Haven’t we all thought that the precious minutes spent playing Plants vs Zombies for the third time could have been better spent doing something else? What if the time set aside playing Angry Birds waiting for the train each day could have contributed towards something worthwhile? Something that helped mankind? Well that something has happened.
Gamers have assisted scientists in solving a molecular puzzle related to a protein-cutting enzyme found in an AIDS-like virus found in rhesus monkeys. FoldIt is a collaborative online game established in 2008 with over 260,000 registered users. “The game is designed so that players can manipulate virtual molecular structures that look like multicolored, curled-up Tinkertoy sets. The virtual molecules follow the same chemical rules that are obeyed by real molecules. When someone playing the game comes up with a more elegant structure that reflects a lower energy state for the molecule, his or her score goes up. If the structure requires more energy to maintain, or if it doesn’t reflect real-life chemistry, then the score is lower.”
The monkey-virus enzyme was uploaded to FoldIt in the hope that gamers would be able to assist scientists. It was solved within ten days.

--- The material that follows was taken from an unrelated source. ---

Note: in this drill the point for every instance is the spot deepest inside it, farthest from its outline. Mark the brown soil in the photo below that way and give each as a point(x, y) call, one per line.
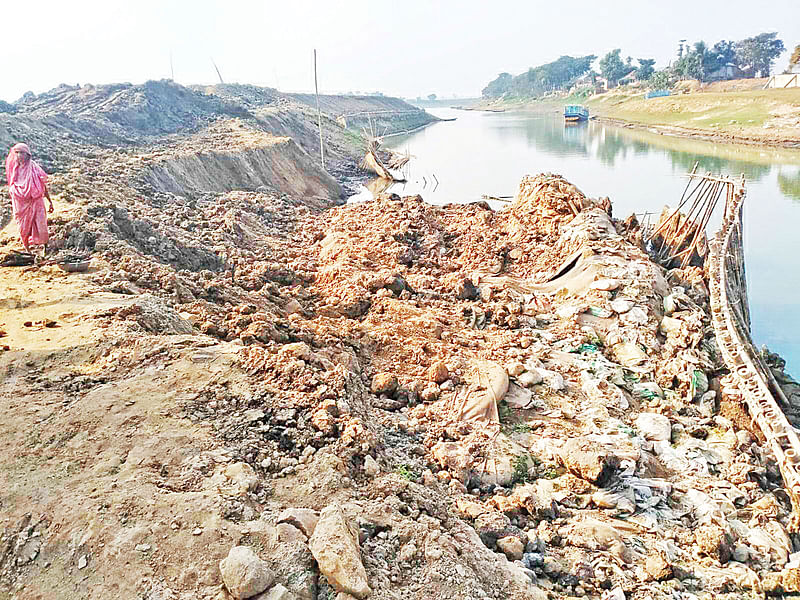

This kind of game demonstrates the potential of crowd sourcing solutions through the gaming community. Although it may have been some serious puzzle fans who solved this molecular puzzle its possible that casual gamers can also contribute. The challenge is for designers and programmers to develop games that (either explicitly or implicitly) solve real world problems by tapping into the vast and growing resource of casual gamers.